Phase 4 · W33–W34

W33–W34: Guardrails & Governance (what is allowed, what is not)

Establish clear governance and guardrails so the knowledge system stays safe, source-grounded, and policy-compliant.

Suggested time: 4–6 hours/week

Outcomes

  • A clear “allowed vs forbidden” content policy.
  • A sensitivity classification (public/internal/restricted).
  • A safe-answer protocol (“answers with sources or no answer”).
  • A redaction/anonymization guideline.
  • Simple enforcement: checks during ingestion and during answering.

Deliverables

  • Governance policy doc with allowed/forbidden content and sensitivity levels.
  • Redaction guideline with rules, examples, and uncertain-case handling.
  • Safe-answer protocol covering cite/refuse/unknown restricted behavior.
  • Enforcement checks at ingestion and answering time.

Prerequisites

  • W31–W32: Retrieval Quality (search, ranking, relevance)

W33–W34: Guardrails & Governance (what is allowed, what is not)

What you’re doing

You stop treating “knowledge base” like a cute wiki.

A KB + RAG system becomes a liability fast if:

  • it leaks sensitive data
  • it gives confident wrong answers
  • it tells people to do risky changes
  • it invents facts

So you build guardrails and governance like an adult.

Time: 4–6 hours/week
Output: a governance policy + content rules + safe-answer behavior + basic enforcement checks


The promise (what you’ll have by the end)

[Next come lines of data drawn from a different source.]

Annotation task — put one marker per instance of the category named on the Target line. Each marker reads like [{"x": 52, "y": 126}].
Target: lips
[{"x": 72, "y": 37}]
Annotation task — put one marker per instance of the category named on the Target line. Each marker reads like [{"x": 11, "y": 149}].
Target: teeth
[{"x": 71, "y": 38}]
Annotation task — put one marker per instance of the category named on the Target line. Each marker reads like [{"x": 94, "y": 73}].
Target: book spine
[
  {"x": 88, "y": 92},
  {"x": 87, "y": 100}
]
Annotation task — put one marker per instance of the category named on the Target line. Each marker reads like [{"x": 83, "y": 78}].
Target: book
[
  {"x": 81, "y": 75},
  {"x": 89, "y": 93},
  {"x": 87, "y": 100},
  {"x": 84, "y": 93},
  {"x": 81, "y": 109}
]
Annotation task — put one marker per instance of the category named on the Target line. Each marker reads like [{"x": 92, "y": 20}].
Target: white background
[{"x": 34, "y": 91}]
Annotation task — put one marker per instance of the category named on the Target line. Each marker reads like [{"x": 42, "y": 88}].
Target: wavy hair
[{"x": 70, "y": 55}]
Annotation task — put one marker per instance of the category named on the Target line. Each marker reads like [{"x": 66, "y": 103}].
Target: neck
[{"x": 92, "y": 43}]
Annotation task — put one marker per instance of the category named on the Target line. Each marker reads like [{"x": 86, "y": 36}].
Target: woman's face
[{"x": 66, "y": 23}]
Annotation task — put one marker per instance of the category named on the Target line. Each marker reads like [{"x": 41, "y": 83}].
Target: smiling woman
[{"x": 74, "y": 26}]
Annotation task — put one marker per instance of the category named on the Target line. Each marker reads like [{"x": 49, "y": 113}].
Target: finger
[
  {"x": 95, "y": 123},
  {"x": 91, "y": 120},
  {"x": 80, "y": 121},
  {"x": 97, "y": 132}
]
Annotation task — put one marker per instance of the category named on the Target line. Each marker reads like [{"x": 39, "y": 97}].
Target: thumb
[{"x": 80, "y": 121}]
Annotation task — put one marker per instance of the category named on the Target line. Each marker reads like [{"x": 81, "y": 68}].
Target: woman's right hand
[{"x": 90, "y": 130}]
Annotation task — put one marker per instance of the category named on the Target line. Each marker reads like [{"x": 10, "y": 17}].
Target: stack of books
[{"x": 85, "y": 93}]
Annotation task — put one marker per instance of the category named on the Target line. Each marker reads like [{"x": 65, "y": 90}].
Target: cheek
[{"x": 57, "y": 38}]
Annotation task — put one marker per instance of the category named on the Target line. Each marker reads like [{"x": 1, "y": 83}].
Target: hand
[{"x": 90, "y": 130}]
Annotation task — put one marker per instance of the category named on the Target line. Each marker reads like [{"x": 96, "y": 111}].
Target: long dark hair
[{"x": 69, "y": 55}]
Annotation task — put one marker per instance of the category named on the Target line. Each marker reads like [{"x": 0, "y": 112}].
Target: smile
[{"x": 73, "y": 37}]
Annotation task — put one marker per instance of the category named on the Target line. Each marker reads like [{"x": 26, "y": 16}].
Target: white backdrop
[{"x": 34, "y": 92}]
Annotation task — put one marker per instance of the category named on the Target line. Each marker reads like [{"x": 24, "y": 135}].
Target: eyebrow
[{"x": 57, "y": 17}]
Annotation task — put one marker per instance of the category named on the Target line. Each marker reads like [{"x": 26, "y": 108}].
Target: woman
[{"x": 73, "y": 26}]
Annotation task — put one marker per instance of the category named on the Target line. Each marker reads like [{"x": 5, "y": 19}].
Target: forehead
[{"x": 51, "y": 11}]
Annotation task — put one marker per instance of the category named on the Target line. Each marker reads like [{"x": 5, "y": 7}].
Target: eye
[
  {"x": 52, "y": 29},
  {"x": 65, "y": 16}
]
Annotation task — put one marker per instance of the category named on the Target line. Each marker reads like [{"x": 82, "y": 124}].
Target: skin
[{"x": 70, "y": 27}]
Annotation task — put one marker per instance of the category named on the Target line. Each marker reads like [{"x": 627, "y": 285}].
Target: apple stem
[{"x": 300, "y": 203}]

By the end of W34 you will have:

  • A clear “allowed vs forbidden” content policy
  • A sensitivity classification (public/internal/restricted)
  • A safe-answer protocol (“answers with sources or no answer”)
  • A redaction/anonymization guideline
  • Simple enforcement: checks during ingestion and during answering

The rule: if you can’t cite it, don’t claim it

Your system must prefer:

over

  • “Here are sources”
  • “Trust me”

And it must be allowed to say:

  • “I don’t know”
  • “Not enough info”
  • “This is restricted”

No hero mode.


Step-by-step checklist

1) Define sensitivity levels

Start simple:

  • PUBLIC (safe to publish)
  • INTERNAL (company/team internal)
  • RESTRICTED (PII, credentials, customer data, sensitive configs)

Everything ingested must have a sensitivity label.
If you can’t label it, don’t ingest it.

2) Define “allowed content”

Examples:

  • runbooks without secrets
  • RCA summaries without personal data
  • mapping rules without customer identifiers
  • interface descriptions at conceptual level
  • known issues summaries

3) Define “forbidden content”

Examples:

  • credentials, tokens, keys
  • full customer records
  • personal addresses/names
  • screenshots with sensitive info
  • anything that violates policy or contracts

Write it down clearly. Not vague.

4) Add redaction/anonymization rules

Rules like:

  • replace IDs with placeholders
  • mask emails
  • remove addresses
  • remove attachments or store only metadata

If you can’t anonymize safely, exclude.

5) Define safe-answer behavior

Your answer policy should be:

  • Always provide citations (source chunks)
  • If no good source found → say “I don’t know” + suggest where to look
  • If restricted content would be required → refuse and explain restriction
  • Never invent configuration steps or transactions if not in sources

6) Add enforcement checks

During ingestion:

  • block docs flagged as RESTRICTED if not allowed
  • run a simple scanner for secrets (patterns like “password=”, “token=”, etc.)

During answering:

  • only retrieve chunks allowed for the current context
  • refuse if sensitivity mismatch

Start basic. It already helps a lot.


Deliverables (you must ship these)

Deliverable A — Governance policy doc

  • allowed vs forbidden
  • sensitivity levels
  • ownership and update rules

Deliverable B — Redaction guideline

  • clear rules + examples
  • “what to do when unsure”

Deliverable C — Safe-answer protocol

  • “cite or refuse”
  • “unknown path”
  • “restricted path”

Deliverable D — Enforcement checks

  • ingestion-time checks exist
  • answering-time filtering exists (even if basic)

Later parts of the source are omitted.